La Sonate n°32, en ut mineur, opus 111, la dernière composée par Ludwig van Beethoven, occupe toute la seconde partie. Considérée par le grand Thomas Mann comme « L’adieu à la sonate » en tant que genre musical, il s’agit là de l’ultime confidence du compositeur à une forme qu’il a développée tout au long de sa vie créatrice. Si elle ne comporte que deux mouvements, c’est peut-être pour laisser la porte ouverte à « la fin du temps », comme l’a évoquée dans un autre style Olivier Messiaen. La pianiste aborde le Maestoso – Allegro con brio ed appassionato (les précisions d’un tel titre en disent long sur la complexité de ce volet) comme un combat dramatique. Elle en expose les éclats avec une énergie impressionnante. La construction de tout ce mouvement resplendit clairement dans un jeu digital acéré, intense d’une élaboration réfléchie et convaincante de chaque instant.
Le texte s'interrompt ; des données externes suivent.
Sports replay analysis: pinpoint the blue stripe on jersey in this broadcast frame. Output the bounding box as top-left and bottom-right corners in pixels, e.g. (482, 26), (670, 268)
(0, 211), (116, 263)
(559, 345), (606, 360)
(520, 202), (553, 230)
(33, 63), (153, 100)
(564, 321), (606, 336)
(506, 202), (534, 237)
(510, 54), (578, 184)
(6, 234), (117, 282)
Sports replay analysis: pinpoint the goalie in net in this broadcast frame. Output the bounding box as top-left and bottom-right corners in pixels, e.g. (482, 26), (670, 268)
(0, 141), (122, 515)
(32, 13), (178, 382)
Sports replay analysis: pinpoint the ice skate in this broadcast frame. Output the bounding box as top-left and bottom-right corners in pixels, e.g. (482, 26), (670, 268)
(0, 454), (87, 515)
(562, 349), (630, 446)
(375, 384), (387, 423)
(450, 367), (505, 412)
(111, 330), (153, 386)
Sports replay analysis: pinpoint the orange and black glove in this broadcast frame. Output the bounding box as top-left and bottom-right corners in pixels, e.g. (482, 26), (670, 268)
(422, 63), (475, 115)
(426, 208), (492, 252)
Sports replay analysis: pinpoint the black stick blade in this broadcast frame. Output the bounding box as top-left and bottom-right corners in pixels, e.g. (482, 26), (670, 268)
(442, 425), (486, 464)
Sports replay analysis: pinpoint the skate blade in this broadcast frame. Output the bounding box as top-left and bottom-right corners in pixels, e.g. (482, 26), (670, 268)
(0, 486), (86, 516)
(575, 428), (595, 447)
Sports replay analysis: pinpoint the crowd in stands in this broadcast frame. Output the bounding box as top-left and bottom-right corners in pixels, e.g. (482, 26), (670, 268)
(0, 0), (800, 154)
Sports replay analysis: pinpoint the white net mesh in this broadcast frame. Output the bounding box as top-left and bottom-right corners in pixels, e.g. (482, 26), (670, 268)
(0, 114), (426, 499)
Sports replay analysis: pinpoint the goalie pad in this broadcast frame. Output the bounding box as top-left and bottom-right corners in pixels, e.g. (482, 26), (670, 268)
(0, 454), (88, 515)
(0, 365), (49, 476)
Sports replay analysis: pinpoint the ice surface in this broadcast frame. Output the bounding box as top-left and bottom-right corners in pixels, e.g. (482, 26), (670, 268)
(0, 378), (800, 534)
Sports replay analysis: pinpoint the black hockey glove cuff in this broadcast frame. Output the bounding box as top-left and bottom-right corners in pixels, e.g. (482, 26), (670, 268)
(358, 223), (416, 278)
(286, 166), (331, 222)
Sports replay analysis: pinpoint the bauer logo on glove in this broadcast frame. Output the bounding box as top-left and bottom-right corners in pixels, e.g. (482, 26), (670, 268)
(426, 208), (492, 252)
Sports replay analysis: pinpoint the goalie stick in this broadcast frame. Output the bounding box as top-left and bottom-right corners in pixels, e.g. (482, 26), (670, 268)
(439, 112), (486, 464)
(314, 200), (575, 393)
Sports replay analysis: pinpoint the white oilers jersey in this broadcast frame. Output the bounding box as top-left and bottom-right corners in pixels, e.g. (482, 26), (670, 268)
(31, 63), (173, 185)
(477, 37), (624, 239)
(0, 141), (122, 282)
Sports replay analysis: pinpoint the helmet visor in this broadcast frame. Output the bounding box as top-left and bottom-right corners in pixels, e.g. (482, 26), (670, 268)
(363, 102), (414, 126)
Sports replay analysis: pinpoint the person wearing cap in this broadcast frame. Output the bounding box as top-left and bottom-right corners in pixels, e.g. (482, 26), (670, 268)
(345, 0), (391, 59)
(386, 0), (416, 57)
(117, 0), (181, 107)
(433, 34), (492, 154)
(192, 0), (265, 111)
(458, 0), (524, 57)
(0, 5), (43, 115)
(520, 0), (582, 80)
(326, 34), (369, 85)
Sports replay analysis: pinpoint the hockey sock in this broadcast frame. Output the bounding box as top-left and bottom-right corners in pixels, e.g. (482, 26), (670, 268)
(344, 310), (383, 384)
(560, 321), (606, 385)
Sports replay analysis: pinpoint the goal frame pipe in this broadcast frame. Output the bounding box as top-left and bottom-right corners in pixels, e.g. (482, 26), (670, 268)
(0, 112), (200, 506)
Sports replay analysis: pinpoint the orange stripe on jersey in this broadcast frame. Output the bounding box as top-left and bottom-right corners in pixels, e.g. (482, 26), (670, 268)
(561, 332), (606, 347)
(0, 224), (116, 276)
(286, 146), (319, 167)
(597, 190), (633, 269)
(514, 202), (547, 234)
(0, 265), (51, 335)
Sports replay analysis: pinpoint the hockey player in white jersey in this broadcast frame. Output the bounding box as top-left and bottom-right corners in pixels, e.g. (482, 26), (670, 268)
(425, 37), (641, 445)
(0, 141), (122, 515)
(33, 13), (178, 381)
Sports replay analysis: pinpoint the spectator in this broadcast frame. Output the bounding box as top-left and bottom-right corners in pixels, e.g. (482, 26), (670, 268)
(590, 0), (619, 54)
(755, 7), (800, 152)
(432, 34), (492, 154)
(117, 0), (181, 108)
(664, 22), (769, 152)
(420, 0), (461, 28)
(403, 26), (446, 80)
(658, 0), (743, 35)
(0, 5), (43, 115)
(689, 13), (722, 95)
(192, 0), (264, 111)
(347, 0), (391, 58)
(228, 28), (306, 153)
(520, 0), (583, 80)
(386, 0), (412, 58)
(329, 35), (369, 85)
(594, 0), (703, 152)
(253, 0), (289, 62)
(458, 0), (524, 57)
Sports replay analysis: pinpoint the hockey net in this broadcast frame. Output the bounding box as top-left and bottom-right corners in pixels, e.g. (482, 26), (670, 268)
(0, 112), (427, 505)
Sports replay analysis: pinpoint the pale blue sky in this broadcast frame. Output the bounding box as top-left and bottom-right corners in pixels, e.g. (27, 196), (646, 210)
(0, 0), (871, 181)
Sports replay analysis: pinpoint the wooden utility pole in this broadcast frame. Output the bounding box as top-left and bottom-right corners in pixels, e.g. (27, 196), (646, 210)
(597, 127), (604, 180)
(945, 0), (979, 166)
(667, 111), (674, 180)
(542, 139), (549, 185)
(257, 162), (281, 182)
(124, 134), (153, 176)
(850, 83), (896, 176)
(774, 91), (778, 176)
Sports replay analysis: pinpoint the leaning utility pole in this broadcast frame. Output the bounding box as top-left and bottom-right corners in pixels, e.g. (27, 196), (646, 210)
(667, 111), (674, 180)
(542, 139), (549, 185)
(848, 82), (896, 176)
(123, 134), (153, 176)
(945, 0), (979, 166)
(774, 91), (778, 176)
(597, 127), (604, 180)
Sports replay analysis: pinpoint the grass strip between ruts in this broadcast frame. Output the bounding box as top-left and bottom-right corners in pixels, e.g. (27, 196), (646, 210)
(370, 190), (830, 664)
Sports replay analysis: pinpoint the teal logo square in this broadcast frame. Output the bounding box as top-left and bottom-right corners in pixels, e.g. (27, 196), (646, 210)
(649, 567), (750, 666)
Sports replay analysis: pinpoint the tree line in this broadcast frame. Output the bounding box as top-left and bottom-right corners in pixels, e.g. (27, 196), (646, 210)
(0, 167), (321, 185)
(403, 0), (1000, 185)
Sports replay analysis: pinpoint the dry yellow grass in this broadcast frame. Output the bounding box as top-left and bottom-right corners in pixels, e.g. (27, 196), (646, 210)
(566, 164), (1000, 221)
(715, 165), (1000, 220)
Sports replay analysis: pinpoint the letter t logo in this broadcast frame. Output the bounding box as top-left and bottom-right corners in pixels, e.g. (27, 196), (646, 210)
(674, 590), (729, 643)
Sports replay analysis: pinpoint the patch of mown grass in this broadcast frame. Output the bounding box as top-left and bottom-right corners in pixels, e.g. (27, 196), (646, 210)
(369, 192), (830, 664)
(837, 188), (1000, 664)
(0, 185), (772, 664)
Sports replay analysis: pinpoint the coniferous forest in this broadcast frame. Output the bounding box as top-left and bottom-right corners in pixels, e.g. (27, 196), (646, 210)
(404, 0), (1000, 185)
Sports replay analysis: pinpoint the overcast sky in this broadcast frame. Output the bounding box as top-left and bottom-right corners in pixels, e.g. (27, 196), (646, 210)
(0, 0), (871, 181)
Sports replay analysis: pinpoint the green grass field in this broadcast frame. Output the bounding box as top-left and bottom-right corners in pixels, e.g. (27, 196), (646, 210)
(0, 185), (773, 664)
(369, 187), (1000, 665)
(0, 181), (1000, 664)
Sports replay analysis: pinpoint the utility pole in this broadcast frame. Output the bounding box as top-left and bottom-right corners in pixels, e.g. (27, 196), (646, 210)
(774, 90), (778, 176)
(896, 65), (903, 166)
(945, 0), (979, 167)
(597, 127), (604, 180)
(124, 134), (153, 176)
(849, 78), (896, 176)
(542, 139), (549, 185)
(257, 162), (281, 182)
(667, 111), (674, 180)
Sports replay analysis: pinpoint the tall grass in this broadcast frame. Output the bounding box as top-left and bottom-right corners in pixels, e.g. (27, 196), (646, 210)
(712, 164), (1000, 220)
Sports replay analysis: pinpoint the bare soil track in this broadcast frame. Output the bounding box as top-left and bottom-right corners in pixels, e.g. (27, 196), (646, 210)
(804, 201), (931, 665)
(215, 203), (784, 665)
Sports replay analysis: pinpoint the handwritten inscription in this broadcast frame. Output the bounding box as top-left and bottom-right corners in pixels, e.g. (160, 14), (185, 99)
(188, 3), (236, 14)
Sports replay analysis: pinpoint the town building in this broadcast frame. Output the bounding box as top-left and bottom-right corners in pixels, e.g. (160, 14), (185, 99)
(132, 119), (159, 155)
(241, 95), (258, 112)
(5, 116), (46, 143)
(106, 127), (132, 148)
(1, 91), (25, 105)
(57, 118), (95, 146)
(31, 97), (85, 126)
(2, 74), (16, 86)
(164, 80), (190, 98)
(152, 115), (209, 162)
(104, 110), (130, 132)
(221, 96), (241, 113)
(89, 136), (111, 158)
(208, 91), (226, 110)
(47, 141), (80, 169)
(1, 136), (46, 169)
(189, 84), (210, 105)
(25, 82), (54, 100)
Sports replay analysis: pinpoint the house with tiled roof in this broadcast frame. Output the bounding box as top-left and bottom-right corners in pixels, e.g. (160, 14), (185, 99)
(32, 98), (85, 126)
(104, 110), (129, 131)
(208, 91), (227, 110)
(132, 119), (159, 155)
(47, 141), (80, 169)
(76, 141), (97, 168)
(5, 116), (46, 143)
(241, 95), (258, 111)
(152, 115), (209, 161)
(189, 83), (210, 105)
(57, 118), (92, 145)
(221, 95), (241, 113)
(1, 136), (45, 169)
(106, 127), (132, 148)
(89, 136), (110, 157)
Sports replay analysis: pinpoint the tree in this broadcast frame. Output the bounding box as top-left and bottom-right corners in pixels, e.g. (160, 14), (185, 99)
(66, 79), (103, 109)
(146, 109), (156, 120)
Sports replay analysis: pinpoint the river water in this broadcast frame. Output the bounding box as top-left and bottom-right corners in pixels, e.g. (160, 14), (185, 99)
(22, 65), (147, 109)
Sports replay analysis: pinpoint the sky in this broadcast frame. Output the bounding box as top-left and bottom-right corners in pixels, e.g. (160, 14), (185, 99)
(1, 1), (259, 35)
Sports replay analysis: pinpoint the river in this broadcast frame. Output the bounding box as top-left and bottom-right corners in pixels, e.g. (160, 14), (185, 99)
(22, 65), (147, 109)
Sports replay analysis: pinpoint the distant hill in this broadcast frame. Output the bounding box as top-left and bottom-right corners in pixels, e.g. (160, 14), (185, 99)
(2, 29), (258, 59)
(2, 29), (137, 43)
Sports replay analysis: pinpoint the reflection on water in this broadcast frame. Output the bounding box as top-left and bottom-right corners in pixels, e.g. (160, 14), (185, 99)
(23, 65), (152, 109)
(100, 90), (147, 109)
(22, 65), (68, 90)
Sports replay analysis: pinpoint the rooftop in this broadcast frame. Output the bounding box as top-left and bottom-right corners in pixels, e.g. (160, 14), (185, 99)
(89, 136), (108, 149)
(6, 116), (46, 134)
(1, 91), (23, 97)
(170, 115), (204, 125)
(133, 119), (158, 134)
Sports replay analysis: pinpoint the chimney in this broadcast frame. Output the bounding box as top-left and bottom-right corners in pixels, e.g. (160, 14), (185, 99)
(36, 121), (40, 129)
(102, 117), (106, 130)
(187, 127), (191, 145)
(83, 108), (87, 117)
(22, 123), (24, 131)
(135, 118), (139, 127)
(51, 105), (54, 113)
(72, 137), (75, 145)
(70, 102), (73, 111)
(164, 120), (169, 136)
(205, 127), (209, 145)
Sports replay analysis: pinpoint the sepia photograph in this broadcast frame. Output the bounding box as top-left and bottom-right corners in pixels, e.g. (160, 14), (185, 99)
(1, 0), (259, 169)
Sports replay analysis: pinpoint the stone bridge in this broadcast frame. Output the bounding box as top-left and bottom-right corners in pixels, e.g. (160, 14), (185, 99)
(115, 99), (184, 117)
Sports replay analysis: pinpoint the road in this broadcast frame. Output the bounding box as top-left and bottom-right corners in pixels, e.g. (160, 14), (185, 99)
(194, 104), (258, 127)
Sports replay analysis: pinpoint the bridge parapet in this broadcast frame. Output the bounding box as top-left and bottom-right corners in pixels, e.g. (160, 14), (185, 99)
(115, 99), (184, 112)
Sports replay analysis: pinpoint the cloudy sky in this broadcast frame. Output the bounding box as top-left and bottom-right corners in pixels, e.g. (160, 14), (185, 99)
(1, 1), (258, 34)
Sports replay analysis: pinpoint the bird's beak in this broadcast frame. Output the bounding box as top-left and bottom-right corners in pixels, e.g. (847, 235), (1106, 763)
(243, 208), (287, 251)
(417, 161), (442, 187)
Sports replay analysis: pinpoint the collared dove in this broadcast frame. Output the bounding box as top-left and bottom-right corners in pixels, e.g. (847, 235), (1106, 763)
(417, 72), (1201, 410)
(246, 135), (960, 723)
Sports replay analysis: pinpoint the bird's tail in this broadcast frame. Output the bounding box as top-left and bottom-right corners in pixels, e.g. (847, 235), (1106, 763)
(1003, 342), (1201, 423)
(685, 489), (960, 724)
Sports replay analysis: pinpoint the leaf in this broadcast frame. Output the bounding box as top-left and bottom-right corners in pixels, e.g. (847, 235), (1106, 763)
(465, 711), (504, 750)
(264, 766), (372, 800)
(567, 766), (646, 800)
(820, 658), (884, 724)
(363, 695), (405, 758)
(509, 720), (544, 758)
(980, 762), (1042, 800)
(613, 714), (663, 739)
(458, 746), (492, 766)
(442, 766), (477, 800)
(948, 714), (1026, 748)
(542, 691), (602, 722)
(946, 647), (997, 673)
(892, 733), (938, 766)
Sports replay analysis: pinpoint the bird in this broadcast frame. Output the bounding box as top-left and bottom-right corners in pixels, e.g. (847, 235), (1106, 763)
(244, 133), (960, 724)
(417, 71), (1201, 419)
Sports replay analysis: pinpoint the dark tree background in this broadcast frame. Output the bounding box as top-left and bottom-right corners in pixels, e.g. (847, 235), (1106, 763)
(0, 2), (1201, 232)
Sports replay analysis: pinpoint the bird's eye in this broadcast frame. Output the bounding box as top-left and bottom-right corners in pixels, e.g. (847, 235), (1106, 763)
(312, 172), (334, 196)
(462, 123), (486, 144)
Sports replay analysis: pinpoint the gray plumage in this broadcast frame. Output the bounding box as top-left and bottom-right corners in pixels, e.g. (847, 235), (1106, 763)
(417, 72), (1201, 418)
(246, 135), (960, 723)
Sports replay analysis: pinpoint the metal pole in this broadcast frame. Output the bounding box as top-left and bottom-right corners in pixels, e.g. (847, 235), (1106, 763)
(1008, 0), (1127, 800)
Avec l’Arietta aux multiples facettes, l’interprète parcourt un chemin d’une haute spiritualité. Son jeu éclaire la complexité croissante de la forme choisie par le compositeur. La succession des variations prend un relief étonnant dans la continuité de l’expression. On remarque au passage l’intensité du traitement réservé à cette fameuse variation animée d’incroyables accents jazzistiques, comme une stupéfiante prémonition du compositeur ! L’œuvre s’achève sur cette géniale fusion du son avec un silence que tout l’auditoire prolonge pendant de longues secondes.
Le “miracle” @MJPires à la #HalleauxGrains de #Toulouse. Bonheur musical absolu. Un concert @GdsInterpretes. pic.twitter.com/2g6t2wvADz
— Thierry d’Argoubet (@T_d_Argoubet) April 17, 2023
Cette expérience appelle peu à peu une salve d’applaudissements enthousiastes qui ressemble à un remerciement. Au point que la musicienne retourne à son clavier pour une série de deux bis. Elle prolonge son immersion dans le monde de Beethoven avec l’atmosphère apaisant de l’Adagio cantabile de sa « Sonate pathétique ». Puis elle retrouve le monde de Debussy avec son Arabesque n° 1, et ses lumineux scintillements.
Une ovation debout du public salue cette rencontre musicale pleine d’émotions.